Ranking of Search Results
Summary of the ranking method
When displaying the search results, Confluence applies a weighting to each of the content items returned.
To come up with this single weighting, Confluence first combines three separate weightings based on the following factors:
- The content type of the matching item – this includes user profiles, pages, blog posts, images and other attachments, etc. More details below
- The field type in which the matching term was found – this includes title, name, body content, labels, etc. More details below
- The recency of the matching item – that is, when it was created or last modified; this could be today, yesterday, up to 1 week ago, up to 1 year ago, or over 1 year ago. More details below
The item with the heaviest final weighting will appear at the top of the list of search results. All of the other content items will appear below in descending order of weighting.
Weighting by content type
Content type | Weighting |
---|---|
User profile | 1.5 |
Space | 1.5 |
Page | 1.5 |
Blog | 1.3 |
Attachment (files, videos and images) | 1 |
Comment | 1 |
1 |
On Confluence, you're most likely to be searching for knowledge articles, work done by a particular team or person, or ways to collaborate. Our ranking logic prioritises content types such as user profiles, spaces, and pages that are most suitable for these tasks.
Simple example
If your search result returns 3 items – a page, a blog, and a comment – and they are the same in every other way, then they will be ranked in the order shown above.
Weighting based on field type
Field type | Weighting |
---|---|
Title | 2 |
Content | 1 |
Unstemmed title | 1 |
Label | 0 |
Search results that match the title field are twice as important and weighted twice as highly as matches in the body content.
Simple example
If you search for a user's name, the search results will rank the person's user profile above a page that only contains their name in the content. This is because the profile contains the name in the title field. This example assumes the results are the same in every other way.

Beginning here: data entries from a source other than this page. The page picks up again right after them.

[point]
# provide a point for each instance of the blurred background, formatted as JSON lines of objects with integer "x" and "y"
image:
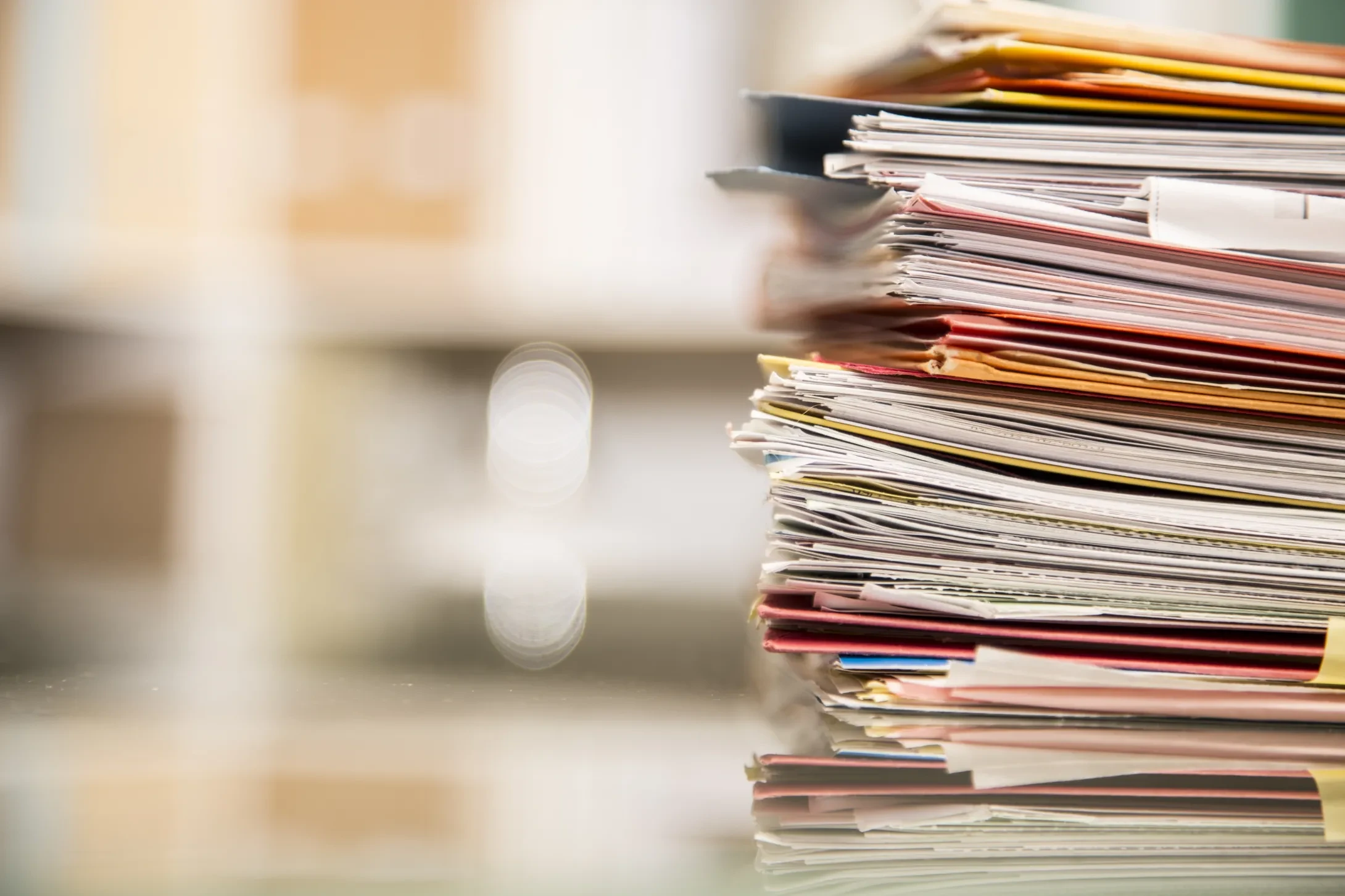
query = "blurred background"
{"x": 312, "y": 582}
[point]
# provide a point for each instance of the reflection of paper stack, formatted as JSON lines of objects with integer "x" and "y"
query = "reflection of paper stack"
{"x": 1060, "y": 491}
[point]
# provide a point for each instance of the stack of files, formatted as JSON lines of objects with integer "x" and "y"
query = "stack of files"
{"x": 1059, "y": 468}
{"x": 919, "y": 523}
{"x": 967, "y": 800}
{"x": 1030, "y": 55}
{"x": 1186, "y": 254}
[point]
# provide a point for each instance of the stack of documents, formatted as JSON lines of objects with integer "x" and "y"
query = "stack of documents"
{"x": 1059, "y": 469}
{"x": 985, "y": 799}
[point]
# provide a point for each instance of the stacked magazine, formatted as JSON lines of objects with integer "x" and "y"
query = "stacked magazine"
{"x": 1059, "y": 466}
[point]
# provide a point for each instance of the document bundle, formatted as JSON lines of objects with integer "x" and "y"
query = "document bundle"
{"x": 1059, "y": 469}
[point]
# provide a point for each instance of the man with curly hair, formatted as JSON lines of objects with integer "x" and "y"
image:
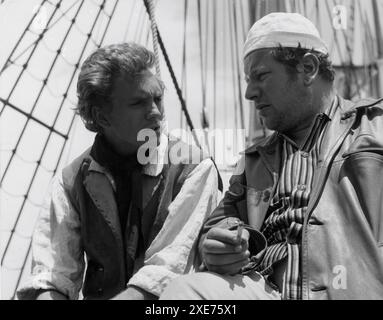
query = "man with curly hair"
{"x": 304, "y": 219}
{"x": 122, "y": 220}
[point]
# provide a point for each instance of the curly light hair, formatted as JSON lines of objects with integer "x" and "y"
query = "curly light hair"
{"x": 100, "y": 70}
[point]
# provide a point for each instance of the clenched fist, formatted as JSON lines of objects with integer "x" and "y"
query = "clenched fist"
{"x": 224, "y": 252}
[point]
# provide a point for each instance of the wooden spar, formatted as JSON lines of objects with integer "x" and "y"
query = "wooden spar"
{"x": 379, "y": 40}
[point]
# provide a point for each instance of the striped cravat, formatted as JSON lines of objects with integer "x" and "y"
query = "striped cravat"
{"x": 283, "y": 225}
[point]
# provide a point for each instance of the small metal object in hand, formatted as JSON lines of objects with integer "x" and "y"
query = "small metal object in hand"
{"x": 239, "y": 231}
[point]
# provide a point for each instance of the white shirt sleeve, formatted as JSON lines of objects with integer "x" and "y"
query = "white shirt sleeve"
{"x": 57, "y": 254}
{"x": 173, "y": 252}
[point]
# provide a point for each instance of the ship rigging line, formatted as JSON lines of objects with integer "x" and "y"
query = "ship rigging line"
{"x": 175, "y": 83}
{"x": 38, "y": 163}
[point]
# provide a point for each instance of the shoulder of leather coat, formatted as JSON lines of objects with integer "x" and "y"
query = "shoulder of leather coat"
{"x": 263, "y": 142}
{"x": 350, "y": 107}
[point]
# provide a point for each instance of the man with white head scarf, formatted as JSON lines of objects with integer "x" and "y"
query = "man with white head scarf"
{"x": 302, "y": 218}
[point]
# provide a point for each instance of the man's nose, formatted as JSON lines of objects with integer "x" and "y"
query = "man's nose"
{"x": 253, "y": 92}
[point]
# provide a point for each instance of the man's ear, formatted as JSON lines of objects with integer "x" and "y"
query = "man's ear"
{"x": 100, "y": 117}
{"x": 309, "y": 66}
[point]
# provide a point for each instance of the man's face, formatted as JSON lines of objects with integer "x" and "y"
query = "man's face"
{"x": 136, "y": 105}
{"x": 281, "y": 99}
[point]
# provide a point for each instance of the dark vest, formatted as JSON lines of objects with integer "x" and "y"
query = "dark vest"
{"x": 92, "y": 195}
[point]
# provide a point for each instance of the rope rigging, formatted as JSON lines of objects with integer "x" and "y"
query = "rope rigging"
{"x": 38, "y": 164}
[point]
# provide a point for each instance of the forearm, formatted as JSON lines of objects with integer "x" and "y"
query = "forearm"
{"x": 135, "y": 293}
{"x": 51, "y": 295}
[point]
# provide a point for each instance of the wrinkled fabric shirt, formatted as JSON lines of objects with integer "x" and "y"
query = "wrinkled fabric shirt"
{"x": 58, "y": 258}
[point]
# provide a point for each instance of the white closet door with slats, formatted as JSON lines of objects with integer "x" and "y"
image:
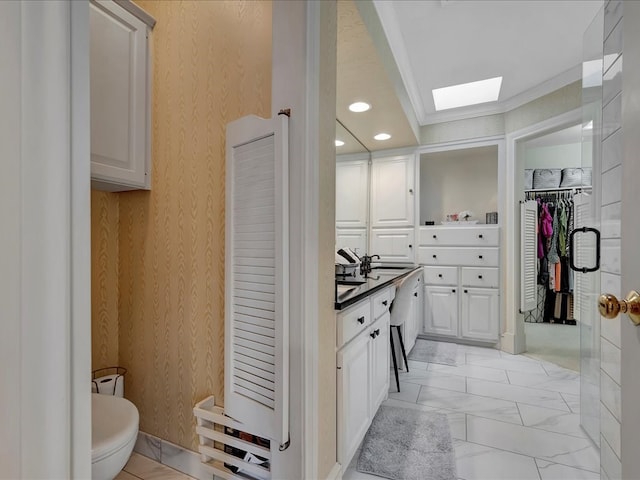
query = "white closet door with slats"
{"x": 256, "y": 271}
{"x": 584, "y": 254}
{"x": 529, "y": 257}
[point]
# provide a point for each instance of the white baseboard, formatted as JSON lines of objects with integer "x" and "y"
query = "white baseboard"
{"x": 171, "y": 455}
{"x": 335, "y": 473}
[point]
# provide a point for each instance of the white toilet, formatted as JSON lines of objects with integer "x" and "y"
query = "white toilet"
{"x": 114, "y": 430}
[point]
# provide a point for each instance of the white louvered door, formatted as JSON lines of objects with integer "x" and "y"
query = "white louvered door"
{"x": 529, "y": 256}
{"x": 257, "y": 271}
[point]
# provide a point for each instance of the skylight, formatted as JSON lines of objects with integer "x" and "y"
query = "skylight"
{"x": 467, "y": 94}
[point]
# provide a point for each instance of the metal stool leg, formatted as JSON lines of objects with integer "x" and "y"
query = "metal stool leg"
{"x": 404, "y": 355}
{"x": 393, "y": 355}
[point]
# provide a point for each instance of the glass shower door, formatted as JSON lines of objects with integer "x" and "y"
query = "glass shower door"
{"x": 587, "y": 214}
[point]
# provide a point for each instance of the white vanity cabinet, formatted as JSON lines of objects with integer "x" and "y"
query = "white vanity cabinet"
{"x": 363, "y": 368}
{"x": 392, "y": 191}
{"x": 462, "y": 275}
{"x": 120, "y": 88}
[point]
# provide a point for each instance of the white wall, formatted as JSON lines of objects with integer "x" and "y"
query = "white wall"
{"x": 458, "y": 180}
{"x": 555, "y": 156}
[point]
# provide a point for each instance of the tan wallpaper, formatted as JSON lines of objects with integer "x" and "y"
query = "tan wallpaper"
{"x": 212, "y": 65}
{"x": 327, "y": 413}
{"x": 104, "y": 279}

Weighting based on recency
Last activity | Weighting |
---|---|
Today | 2.01-2.05 |
Yesterday | 1.92-2.01 |
Up to 1 week ago | 1.52-1.92 |
Up to 1 month ago | 1.46-1.52 |
Up to 3 months ago | 1.36-1.46 |
Up to 6 months ago | 1.25-1.36 |
Up to 1 year ago | 1.11-1.25 |
Beyond a year | 1-1.11 |
Recency is based on when an item was created or last modified, whichever happened more recently. Search gives a higher weighting to recently updated items because it assumes this content is likely to be more relevant than idle or older content.
When a content item has not been modified in over a year, we say that it is in a state of "decay". In this state, we assume it is less relevant and it is de-prioritised in the search results in favour of content modified within the last year, and even more so within the last week.
Simple example
- If two documents match in all other ways, then the newer one with be shown first.
- If the two documents being compared are both older than a year then their relative age does not matter.
Confluence uses the Apache Lucene search engine library. Lucene's score calculation has a number of additional terms, not mentioned in the above example. We have simplified the above explanation of search ranking for purposes of illustration. If you are interested, you can see more information in the Lucene documentation.